How to know when to do it
If there’s no obvious answer to the question of whether or not to adopt a library, one technique I like to use is to implement both at the same time. Copy your whole project directory, then implement your own solution in one and integrate a library in the other. Whenever you hit a bump on one, start working on the other. Eventually, it’ll become clear which approach is nicer and you can safely abandon the other one.
For our circuit breaker system, we wanted to use MySQL to store state. Most libraries either came with Redis, or simply weren’t distributed. Redis seems like the right tool for the job here (I don’t blame folks for just assuming Redis) but we didn’t want to introduce another point of failure, and MySQL is pretty fast compared to the external requests that are prone to timing out. The only difficulty with using MySQL was that if a timeout occurred inside of a transaction, the circuit breaker’s counter would roll back, rendering it useless. We had to make sure the state used a separate MySQL connection from ActiveRecord. That problem would be a bit trickier to tackle had we run into it in a pre-existing library.

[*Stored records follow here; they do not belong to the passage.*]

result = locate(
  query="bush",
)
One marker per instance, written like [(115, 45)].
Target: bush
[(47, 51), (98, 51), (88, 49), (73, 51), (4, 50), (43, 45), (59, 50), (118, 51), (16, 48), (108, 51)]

Some of the circuit breaker libraries we considered come with a pluggable data store. That seemed great, since it allowed us to choose MySQL. The main issue there was with documentation. While we could choose to use MySQL, there seemed to be no information about how to create or configure the any actual database tables for the data store to use, or whether or not we would run into any issue with transactions. While we certainly could have just read through the source code and figured out how it all works, we would likely want to introduce some tests to make sure everything’s hooked up properly. We figured speccing out and maintaining our own implementation would easier.
Even though our circuit breaker solution is not nearly as flexible or feature rich as many existing libraries, we still decided to open source it. It was hard to come up with a name, since the circuit breaker Ruby market is pretty saturated, but we eventually ended up calling it Knifeswitch.
An advantage of assuming a MySQL data store is that we can implement a lot of the circuit breaker logic directly in SQL. Some examples:
/* To increment the counter when a timeout occurs */ INSERT INTO knifeswitch_counters (name,counter) VALUES (?, 1) ON DUPLICATE KEY UPDATE counter=counter+1
/* To check if the circuit is open */ SELECT COUNT(*) c FROM knifeswitch_counters WHERE name = ? AND closetime > NOW()
These snippets are small enough to include inline, making Knifeswitch’s code easy to review and reason about. Additionally, they might result in an overall lower number of queries when compared to a MySQL plugin for a generic data store system. The tradeoff, of course, is that the library is now pretty tightly coupled to MySQL and would require tweaking if we wanted to switch database backends.
Was it worth it?
Here is simple diagram comparing Knifeswitch to a more-or-less random sample of other circuit breaker gems.
All of these gems have some great features, but we had a hard time finding one that fit our exact requirements. By rolling our own, we now have a clean and concise solution with no unused code. The question of whether or not the in-house gem was worth the time and effort is tricky to answer objectively. Even if it turns out to be a bad idea and we scrap it, we’ll have a much better understanding of the problem. Learning from your mistakes, and all. At the moment, the in-house solution makes a lot of sense and gives us a clear path forward, making it worth it.